One of my struggles with any workout is telling my body how to move and having it actually move that way. It rarely happens. Sometimes it’s because I legitimately don’t understand how to move a body of my size in the way I perceive the movements to be. Sometimes it’s because my body physically gets in the way (last night, the instructor came up behind me during child’s pose and tried to push my hips closer to the floor – but they wouldn’t go because of my thighs and belly). I think that’s something that fitness instructors don’t always understand about larger bodies. Not that I’m trying to generalize all larger bodies – I look at people like Whitney Way Thore and simply marvel at her command of her own body. I don’t have that. But I think I’ll get it, with practice.

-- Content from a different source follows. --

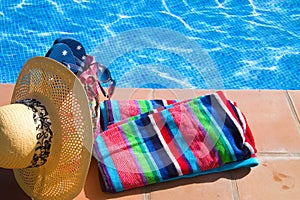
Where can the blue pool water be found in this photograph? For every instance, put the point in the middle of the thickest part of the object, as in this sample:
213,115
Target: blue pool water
231,44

I am eight weeks post-op today. Not to be confused with my 2 month surgiversary, which is in 5 days (I’ll post comparison pics then). And life is good! My stall has broken – I think the workouts have helped with that, along with cutting carbs way down again. While I still don’t see much difference in my body, I can wear clothes again that I haven’t been able to wear in at least a year. I’m even starting a pile of clothes that are too big and shouldn’t be worn again! And this time, I’m getting rid of those “fat clothes” – never to be seen again. It’s weird to have lost nearly 40 pounds (the most I’ve EVER lost in my life!) and not see a difference. But the scale doesn’t lie, and my clothes don’t lie. I think I’ll always see fat Mandi in the mirror – or at least I will for a very long time.